This package provides functions for preparing data, training models, testing models, and evaluating the outcomes. Its goal is to be an extendable application programming interface (API) to creating and testing predictions made through machine learning.

The package aims create and run tests for two different machine learning problems: classification and regression. Classification predicts a categorical outcome, whereas regression predicts a continuous outcome. Both problems require different approaches to data preparation, modeling and evaluation.

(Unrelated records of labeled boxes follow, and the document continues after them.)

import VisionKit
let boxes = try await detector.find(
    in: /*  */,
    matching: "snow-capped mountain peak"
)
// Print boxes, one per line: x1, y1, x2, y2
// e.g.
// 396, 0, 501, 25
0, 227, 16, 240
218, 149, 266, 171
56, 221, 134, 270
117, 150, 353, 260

The main package functions fall into one of six categories:

- A function for creating a test. This sets up the test data, splitting it into training and holdout sets.
- Functions for running a test. These call all the functions necessary to execute a test.
- Functions for preparing data for a test. This includes problem-specific & method-specific data preparation
- Functions for training a model. These are wrapper functions to underlying machine learning functions from other packages
- Functions for testing a model. These are wrapper functions to [code] predict, using each machine learning function’s own implementation.
- Functions for evaluating test results. These functions compare observations with the predictions produced by testing the model.
- Functions for running multiple instances of a test. These functions run a test multiple times on different samples of the data

The required parameters to creating a test using `createtest`

are a dataset, a dependent variable, a problem and a method, a name, and finally an index of the rows to use as training set.

`createtest`

checks that its inputs are not missing and are in the right shape. If possible, it will try to fix issues. For example, classification requires the dependent variable to be a factor, but `createtest`

will convert other vector types. Furthermore, `createtest`

tries to provide informative messages when it cannot fix an issue.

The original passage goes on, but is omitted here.